The new measure, quietly introduced through a legal notice, allows those with tax arrears due by January 2021 to pay any taxation due on the transfer of property purchased before March 2021 against their arrears.

The move has been met with widespread criticism from a number of industry bodies, among them the Chamber of Commerce, the Malta Institute of Taxation, the Institute of Financial Services Practitioners and the Malta Developers Association.

One of their arguments is that the scheme favours defaulting taxpayers over others. Another is that it does not take into consideration those who have their tax payments in order.

The government has now insisted that stakeholders were consulted earlier on this year.

“It was proposed on March 21, 2021 by the Ministry for Finance and endorsed by Cabinet as one of a series of measures to ease cash-stricken businesses during the pandemic. It also aimed to increase the government’s revenues.

“In this regard, there was no negative feedback by any stakeholders about this proposal during the various outreach initiatives,” the spokesperson said.

The opposition, echoing the concern expressed by the stakeholders, said it would be presenting a motion to the government to cancel the legal notice.

The government has 60 days to table and discuss it in parliament, the PN said, noting, however, that,  until then, the rules would remain in force.

The PN acknowledged that the government might want to launch schemes to collect arrears from time to time,but MP Mario de Marco said in a press conference yesterday that the measure went “beyond that”.

“There are still questions on this. The government did not even publish the guidelines.

“There is also no capping on the amounts,” he said. 

Meanwhile, independent candidate Arnold Cassola has argued the scheme constitutes “blatant hidden state aid to the Nationalist and Labour parties, which, in reality, are being bailed out by the Maltese taxpayer”.

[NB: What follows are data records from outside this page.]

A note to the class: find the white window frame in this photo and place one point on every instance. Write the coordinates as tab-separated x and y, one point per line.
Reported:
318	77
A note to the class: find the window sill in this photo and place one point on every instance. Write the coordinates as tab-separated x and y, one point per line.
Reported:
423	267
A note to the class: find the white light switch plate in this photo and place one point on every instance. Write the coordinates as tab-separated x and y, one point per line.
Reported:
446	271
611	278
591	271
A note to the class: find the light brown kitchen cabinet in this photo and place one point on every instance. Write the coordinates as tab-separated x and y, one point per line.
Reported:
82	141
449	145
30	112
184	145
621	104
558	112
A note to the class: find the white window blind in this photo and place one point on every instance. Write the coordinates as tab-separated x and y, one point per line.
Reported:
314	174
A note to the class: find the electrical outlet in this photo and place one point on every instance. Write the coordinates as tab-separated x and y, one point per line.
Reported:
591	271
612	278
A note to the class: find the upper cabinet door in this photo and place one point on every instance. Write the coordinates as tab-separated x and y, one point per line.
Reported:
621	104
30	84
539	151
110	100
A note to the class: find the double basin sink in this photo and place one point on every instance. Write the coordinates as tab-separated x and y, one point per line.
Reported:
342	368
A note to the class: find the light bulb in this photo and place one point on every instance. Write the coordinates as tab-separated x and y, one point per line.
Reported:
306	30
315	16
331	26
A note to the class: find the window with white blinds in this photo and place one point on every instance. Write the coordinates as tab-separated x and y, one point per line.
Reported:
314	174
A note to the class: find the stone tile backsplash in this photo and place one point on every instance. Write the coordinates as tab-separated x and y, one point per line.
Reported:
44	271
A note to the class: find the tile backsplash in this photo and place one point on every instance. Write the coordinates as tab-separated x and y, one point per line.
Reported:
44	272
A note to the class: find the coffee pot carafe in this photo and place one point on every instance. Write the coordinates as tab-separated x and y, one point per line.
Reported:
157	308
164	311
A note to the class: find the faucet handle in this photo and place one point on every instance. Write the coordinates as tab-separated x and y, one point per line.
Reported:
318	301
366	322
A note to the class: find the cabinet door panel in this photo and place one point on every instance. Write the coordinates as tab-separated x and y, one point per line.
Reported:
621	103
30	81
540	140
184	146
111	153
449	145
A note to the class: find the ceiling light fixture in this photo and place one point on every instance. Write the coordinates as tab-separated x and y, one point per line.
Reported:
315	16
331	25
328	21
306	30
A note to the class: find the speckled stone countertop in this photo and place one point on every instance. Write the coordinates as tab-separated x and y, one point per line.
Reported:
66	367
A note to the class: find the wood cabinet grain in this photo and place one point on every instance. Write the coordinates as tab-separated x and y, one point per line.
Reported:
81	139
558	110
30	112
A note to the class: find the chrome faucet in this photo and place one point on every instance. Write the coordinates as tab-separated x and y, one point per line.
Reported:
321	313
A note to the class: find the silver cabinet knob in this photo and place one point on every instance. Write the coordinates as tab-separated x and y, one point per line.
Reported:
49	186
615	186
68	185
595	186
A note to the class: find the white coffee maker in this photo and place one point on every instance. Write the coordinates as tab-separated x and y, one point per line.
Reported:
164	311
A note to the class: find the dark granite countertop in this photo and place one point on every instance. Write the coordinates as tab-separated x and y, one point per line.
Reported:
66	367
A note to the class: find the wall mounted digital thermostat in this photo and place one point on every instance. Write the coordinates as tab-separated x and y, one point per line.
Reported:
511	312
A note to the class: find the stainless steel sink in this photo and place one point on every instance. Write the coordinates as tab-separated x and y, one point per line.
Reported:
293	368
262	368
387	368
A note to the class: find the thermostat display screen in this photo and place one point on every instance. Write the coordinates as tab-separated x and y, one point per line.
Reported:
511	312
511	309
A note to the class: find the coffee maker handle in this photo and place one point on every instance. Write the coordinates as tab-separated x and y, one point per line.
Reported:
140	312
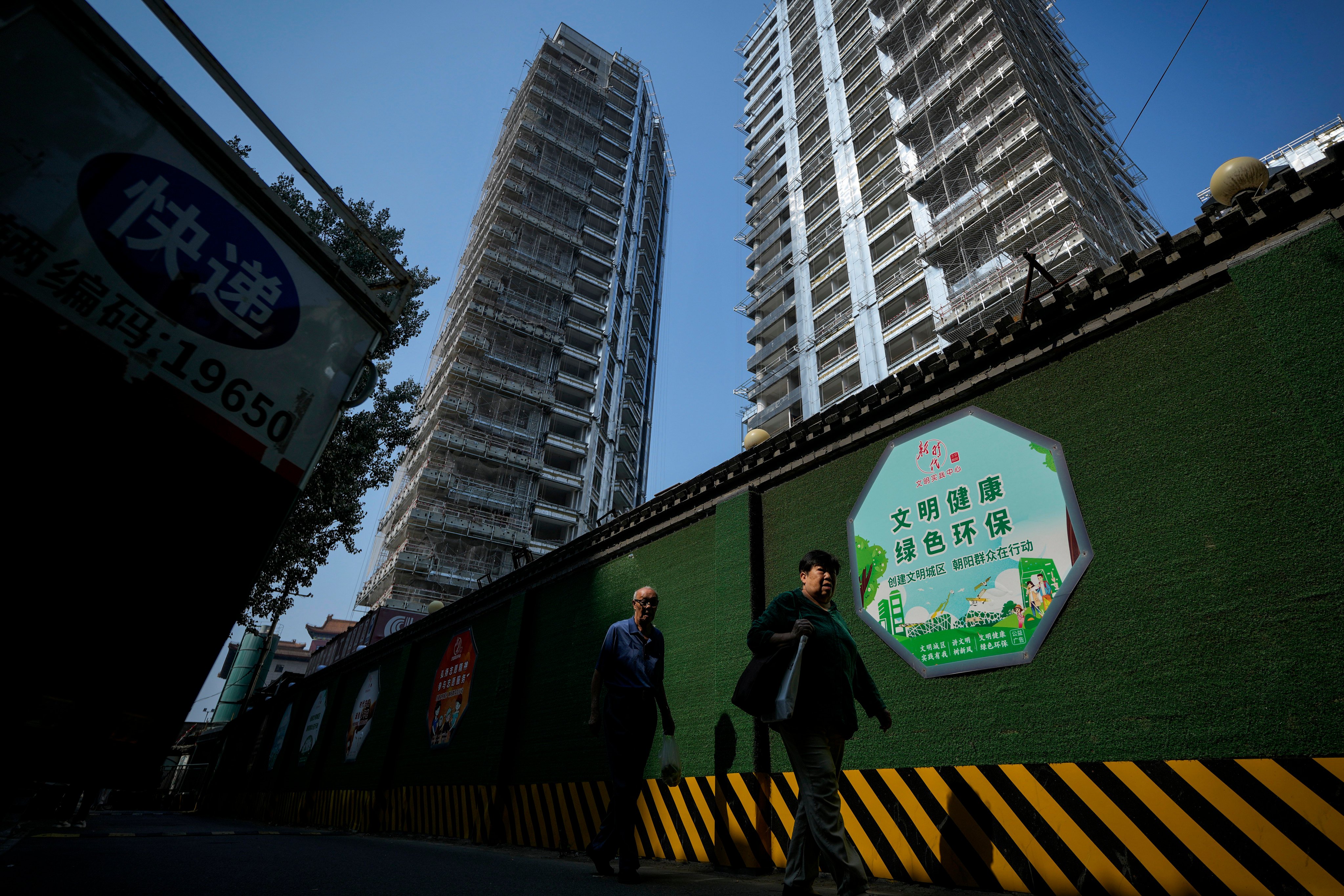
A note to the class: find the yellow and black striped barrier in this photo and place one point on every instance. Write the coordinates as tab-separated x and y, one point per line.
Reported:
1182	828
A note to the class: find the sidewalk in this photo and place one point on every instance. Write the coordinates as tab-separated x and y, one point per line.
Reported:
170	854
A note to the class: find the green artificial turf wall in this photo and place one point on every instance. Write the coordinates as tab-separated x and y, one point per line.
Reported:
1205	625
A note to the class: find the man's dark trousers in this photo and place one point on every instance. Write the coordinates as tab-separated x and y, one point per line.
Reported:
628	723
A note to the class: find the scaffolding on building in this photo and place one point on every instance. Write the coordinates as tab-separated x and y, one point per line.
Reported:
513	436
1013	152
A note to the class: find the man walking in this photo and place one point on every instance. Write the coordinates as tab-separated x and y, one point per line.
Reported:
631	666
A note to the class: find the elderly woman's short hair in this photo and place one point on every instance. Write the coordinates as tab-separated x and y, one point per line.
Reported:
819	559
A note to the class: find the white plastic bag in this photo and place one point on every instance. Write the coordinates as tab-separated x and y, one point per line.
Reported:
671	762
788	695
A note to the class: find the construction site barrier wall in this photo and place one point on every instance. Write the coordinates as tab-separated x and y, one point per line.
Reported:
1179	733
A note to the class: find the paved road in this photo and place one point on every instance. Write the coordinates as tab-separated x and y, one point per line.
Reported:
182	855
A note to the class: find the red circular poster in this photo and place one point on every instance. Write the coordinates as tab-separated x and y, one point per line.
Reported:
452	688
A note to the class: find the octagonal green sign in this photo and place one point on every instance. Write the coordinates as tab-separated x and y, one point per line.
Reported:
966	543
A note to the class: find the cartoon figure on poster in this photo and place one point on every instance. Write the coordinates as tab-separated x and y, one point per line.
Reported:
362	716
964	542
312	727
452	688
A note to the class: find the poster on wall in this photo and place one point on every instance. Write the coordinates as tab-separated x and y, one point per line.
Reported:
452	688
280	739
312	727
362	716
966	543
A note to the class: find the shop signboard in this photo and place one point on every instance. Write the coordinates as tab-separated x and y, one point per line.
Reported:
362	716
966	543
312	727
134	224
280	738
452	688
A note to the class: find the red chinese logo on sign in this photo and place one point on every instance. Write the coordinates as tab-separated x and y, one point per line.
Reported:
452	688
932	456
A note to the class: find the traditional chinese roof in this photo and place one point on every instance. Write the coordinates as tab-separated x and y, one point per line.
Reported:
292	651
330	629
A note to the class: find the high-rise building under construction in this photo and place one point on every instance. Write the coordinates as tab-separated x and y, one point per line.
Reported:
902	156
537	409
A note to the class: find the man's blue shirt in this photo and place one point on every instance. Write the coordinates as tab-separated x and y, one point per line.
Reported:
628	660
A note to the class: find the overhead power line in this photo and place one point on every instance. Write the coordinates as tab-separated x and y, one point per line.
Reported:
1163	76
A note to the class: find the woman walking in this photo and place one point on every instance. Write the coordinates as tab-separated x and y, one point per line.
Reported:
832	677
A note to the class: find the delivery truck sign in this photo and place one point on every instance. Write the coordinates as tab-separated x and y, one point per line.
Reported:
130	222
189	252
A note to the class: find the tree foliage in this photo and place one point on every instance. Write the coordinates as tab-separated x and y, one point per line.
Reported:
369	441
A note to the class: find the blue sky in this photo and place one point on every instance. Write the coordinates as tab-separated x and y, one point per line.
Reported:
400	101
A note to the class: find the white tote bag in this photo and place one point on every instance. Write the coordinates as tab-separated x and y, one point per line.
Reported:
788	695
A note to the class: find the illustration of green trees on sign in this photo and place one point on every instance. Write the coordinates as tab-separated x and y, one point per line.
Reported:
873	563
967	542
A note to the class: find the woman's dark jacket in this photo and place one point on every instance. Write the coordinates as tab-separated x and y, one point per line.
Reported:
832	675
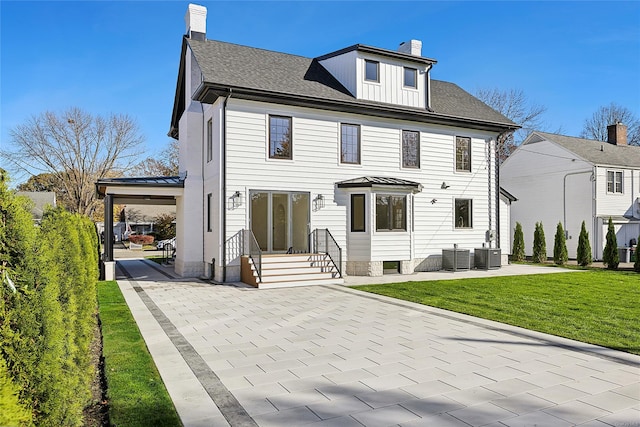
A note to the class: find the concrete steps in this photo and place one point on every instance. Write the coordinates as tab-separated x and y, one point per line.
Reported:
285	270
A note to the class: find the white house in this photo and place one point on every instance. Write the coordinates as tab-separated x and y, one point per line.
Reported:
357	154
569	180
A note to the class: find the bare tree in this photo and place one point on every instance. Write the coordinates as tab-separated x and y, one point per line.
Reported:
514	105
166	165
77	149
595	127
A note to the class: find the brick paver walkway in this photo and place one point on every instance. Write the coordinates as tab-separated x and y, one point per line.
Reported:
333	356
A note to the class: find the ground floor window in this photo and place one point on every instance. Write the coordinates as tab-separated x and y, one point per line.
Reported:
463	213
391	213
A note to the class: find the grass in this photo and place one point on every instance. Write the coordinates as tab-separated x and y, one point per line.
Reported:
137	396
594	306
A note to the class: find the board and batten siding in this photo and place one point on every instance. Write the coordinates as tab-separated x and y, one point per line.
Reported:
315	168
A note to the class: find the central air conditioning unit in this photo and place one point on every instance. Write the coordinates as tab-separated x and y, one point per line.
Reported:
456	259
487	258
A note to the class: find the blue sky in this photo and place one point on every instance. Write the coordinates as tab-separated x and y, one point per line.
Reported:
122	56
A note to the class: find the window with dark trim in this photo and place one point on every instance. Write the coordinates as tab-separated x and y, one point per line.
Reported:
371	70
209	211
358	213
463	213
410	77
463	154
614	181
350	144
391	213
210	140
280	138
410	149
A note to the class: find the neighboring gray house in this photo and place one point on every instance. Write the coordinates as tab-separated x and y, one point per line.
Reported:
41	200
565	179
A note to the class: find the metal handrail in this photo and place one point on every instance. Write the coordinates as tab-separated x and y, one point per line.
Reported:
254	252
321	238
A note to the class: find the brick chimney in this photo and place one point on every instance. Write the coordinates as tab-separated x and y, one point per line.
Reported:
412	47
617	134
196	21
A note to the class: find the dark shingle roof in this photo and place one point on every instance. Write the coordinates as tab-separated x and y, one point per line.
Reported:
226	65
596	152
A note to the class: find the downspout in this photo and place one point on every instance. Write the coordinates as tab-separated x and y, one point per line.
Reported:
223	198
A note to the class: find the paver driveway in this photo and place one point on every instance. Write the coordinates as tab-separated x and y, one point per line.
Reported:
333	356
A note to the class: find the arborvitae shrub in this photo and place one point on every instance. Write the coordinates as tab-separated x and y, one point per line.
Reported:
584	257
518	244
539	244
610	255
560	255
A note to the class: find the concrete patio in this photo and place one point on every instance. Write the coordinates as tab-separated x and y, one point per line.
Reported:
334	356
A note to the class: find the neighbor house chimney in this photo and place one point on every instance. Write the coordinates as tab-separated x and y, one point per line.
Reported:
196	20
412	47
617	134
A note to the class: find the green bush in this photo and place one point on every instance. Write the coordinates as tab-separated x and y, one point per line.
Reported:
610	256
560	255
518	244
584	257
539	244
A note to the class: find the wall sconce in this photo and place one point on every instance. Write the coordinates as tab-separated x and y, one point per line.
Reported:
236	199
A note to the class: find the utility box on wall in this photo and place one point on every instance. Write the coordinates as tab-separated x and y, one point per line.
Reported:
487	258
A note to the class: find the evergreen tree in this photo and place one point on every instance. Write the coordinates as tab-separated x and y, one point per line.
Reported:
539	244
560	255
584	247
518	243
610	256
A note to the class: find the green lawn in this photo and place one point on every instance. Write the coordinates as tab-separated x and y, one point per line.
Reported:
594	306
137	396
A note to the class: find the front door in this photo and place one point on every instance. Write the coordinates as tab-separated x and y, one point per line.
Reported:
280	220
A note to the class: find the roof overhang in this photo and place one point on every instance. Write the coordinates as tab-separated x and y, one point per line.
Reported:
143	191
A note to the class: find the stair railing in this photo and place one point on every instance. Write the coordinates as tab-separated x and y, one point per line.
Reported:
253	251
321	241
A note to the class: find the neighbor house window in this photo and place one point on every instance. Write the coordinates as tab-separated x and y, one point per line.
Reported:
350	144
209	212
358	212
391	213
410	149
209	140
371	70
280	140
463	217
463	154
614	181
410	77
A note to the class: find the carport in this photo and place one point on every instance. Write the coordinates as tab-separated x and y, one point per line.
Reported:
161	190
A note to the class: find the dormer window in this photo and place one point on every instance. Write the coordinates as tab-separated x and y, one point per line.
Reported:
410	77
371	71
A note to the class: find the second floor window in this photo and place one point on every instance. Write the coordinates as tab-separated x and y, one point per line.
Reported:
614	181
280	140
410	149
371	70
350	144
463	154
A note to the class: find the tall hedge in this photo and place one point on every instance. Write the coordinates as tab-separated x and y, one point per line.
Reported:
610	256
539	244
518	244
560	254
48	315
584	257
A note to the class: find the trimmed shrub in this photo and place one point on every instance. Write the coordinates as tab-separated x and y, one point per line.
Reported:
518	244
560	255
539	244
610	255
584	257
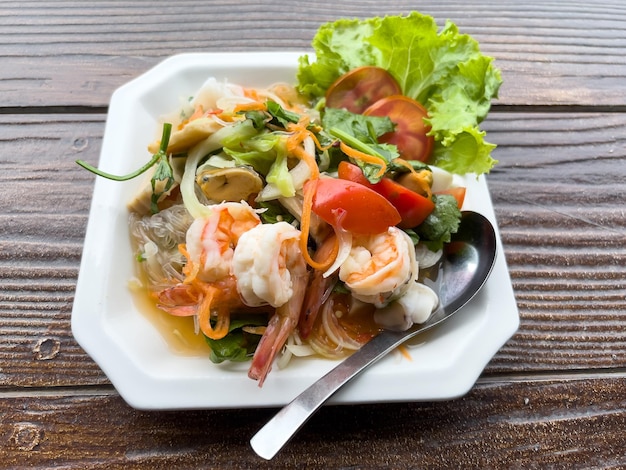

The ministry spokesperson said the scheme reflected the “pragmatic approach taken by government to support business and at the same time safeguarded its ability to collect taxes during exceptionally illiquid and difficult circumstances.

“This avoided costly court proceedings including judicial sales of property by auction to recover arrears of tax due.

“In fact, the scheme is applicable only and capped to revenues generated from assets equivalent to the value of tax arrears due,” the ministry said.

“The government wishes to emphasise that it remains committed to strengthening its efforts related to tax collection and related enforcement of legislation related thereto.

“It also remains permanently engaged in consultations with stakeholders and has taken note of the recent claims on the topic if calls for an amnesty are raised.”

Malta Chamber CEO Marthese Portelli said there was no consultation “on this specific measure and on the legal notice published, nor on its implementation”. 

“In a press conference held in March 2021, the Minister of Finance had mentioned the one-time granting of a tax exemption on the sale of property to facilitate settlement of taxes deferred during the COVID-19 period,” she said.

“This was announced among a list of other COVID-related liquidity measures. 

“However, the legal notice just published specifies that it applies for all tax arrears irrespective of their due date,” Portelli added.

She said that, if proposed in connection with tax arrears that accumulated during the COVID-19 period, then it could be interpreted as a pandemic-related measure.

However, the scheme as laid out in the legal notice applies to all tax arrears, the bulk of which may predate the pandemic, Portelli noted.